Beginning last fall, some of the Noble reference staff have been getting together for a staff book club each month. It’s been really fun getting to spend time with coworkers outside of work, doing something we all love; discussing books! I’ve really enjoyed it because it’s definitely broadened my reading since some of the picks are things I wouldn’t have chosen myself. Here’s a list of what we’ve read so far:

 

These Ghosts are Family by Maisy Card (ebook/audiobook). This novel begins with one man’s deception, taking the identity of his friend who was killed in a shipping accident, and the consequences of this spanning through time with his family. This book jumps around in time, from 1970s Jamaica, to colonial Jamaica during slavery, to present day Harlem where some of the family members have immigrated. This book mixes an interesting (fictional) family history with real historical events. I learned so much about Jamaica that I didn’t know and looked up more after reading.

 

If I Had Your Face by Frances Cha (ebook/audiobook). Four women in present day Seoul, South Korea, struggle with society beauty standards, careers, and friendships along the way.

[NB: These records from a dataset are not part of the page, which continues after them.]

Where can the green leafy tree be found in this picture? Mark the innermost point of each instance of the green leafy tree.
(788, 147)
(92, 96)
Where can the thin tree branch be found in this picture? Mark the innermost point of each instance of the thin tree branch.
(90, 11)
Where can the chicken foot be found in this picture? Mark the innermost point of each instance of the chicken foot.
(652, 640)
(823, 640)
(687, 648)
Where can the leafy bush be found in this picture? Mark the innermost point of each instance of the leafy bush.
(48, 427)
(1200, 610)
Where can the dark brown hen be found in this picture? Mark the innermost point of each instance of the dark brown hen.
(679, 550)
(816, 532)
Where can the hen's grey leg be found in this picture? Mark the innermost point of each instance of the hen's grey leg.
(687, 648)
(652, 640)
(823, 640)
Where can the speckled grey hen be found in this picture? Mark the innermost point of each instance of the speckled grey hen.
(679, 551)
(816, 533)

This was an interesting look into another culture that I didn’t know much about.

 

 

The Black God’s Drums by P. Djèlí Clark (ebook/audiobook). This sci fi novella may be short but it’s action packed! Creeper, a teen, decides she wants to live and work on an airship, and she buys her way on with information about a secret weapon and a kidnapped scientist that she accidentally overheard.

 

 

 

The Girl With The Louding Voice by Abi Daré (ebook/audiobook). I think this is my favorite of the books we’ve read so far. Adunni is a young teenage girl growing up in rural Nigeria. After her mother passes, her father sells her to a much older man to marry, who already has two other wives. Adunni wants more for her life than to be a teen bride. She wants to go to school and make a life for herself. So, she runs away, with some help, to Lagos, Nigeria, where she is employed by a harsh woman. She never gives up on her dream of schooling, even when many disastrous things happen to her, she has such a strong spirit.

 

 

 

Why Fish Don’t Exist: A Story of Loss, Love, and the Hidden Order of Life by Lulu Miller (ebook/audiobook). Journalist Lulu Miller does a deep dive into David Starr Jordan, a taxonomist who identified nearly a fifth of the world’s known fish in his day, the late 1800s-early 1900s. Miller becomes intrigued by his story and turns this nonfiction title into part memoir, part biography, and yes, the argument that fish don’t exist is explained at the end of the story.

 

 

 

Belladonna by Anbara Salam. American best friends Isabella and Bridget go to a silent convent in Italy for a prestigious art history summer program in the late 1950s. As the summer goes on, Bridget and Isabella begin to keep secrets from each other, and about the convent.

 

 

 

Cemetery Boys by Aiden Thomas (ebook/audiobook). We read this one around halloween and it was the perfect spooky pick! Yadriel, a trans boy who is having a hard time being accepted as a brujo (male witch) by his family, is determined to prove to them that he is one. When his cousin suddenly dies and is missing, he takes it upon himself to perform a summoning ritual to speak with his cousin’s ghost to find out where the body is, but instead accidentally summons Julian, a schoolmate of his who he did not know had passed. Yadriel and Julian set off to help each other find Yadriel’s cousin, but also figure out what happened to Julian.